"It is easy to see the unconditional love that oozes naturally from a loyal dog. If only humans could dare love one another as a dog loves their owner; once we brought unconditional love back into our personal, professional community and family lives, we would automatically begin the journey of restoring wholeness and happiness to our worldly adventure and experience.
One year ago today, our rough collie, Lady, died. The day she died, heaven left a hole in my heart and it would have been so easy to have made the world my enemy had I not become a more loving being because of her. Even one year on from her passing, I am always talking to her as though she is still here. When I first learned I had a terminal illness four years ago, it was as though she understood. Even then, her constant presence in our home and by my side was a mark of her understanding as she walked beside me in the shadow of my affliction, ready to kiss me with her compassionate tongue whenever I looked her way.

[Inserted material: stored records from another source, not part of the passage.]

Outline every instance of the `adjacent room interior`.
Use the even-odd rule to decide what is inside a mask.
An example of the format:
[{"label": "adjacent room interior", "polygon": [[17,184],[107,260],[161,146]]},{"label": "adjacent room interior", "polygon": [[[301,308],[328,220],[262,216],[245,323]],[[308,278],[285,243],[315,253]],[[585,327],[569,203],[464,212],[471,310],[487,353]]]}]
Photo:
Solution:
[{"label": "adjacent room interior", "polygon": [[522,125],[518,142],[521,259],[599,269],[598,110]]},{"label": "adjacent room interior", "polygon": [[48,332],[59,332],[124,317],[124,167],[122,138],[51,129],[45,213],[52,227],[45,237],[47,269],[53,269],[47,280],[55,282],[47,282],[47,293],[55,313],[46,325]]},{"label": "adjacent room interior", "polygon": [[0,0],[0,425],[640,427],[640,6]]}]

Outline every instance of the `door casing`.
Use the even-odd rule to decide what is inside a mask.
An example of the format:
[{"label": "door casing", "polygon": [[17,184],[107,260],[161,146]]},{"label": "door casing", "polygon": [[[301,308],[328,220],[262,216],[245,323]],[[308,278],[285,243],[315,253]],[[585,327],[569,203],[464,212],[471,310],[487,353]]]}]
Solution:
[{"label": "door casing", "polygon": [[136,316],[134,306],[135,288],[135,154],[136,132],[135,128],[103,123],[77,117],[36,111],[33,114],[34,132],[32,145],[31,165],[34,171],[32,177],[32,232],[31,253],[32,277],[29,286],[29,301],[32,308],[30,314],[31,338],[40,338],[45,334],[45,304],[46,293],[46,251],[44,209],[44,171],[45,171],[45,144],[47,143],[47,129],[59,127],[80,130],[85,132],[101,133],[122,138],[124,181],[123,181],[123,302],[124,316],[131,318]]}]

And though one year has passed since that sad day, my grief was never the absence of your love, but the loss of your tangible presence. Slowly I am coming to realise, Lady, that I don't have to carry you in my every thought so as not to forget you. I can put all memory of you gently down in the heather of the wild moorland of Haworth that Sheila daily walked you through, to rest there peacefully until I pass again. Indeed, I know you will never leave me or me you, for when I die, part of my ashes will be mingled in memory of you at your grave marker on the moor. So, you see, Lady, I no longer live in vain although bereft of you, for as long as the world turns on an axis of God's love and the earth is green with new wood, and the birds still sing in sweet song, you shall be with me along the final road.
Those we love and temporally lose to life as we generally know it, remain always connected by heartstrings beyond the wide divide between man and beast, even into infinity. It took just one beat of my heart to find you, an hour to appreciate your specialness and a day to love you, but not even a full lifetime could ever be long enough to forget you. The loved will never die, for love will prove their immortality.
I once came across a beautiful piece of prose written by someone 'unknown,' and yet, although the author of the words remains forever anonymous, their thought could be the thought of everyone who ever loved and lost:
'If tears could build a stairway,
And memories a lane,
I’d walk right up to Heaven
And bring you home again.'
William Forde: September 19th, 2017.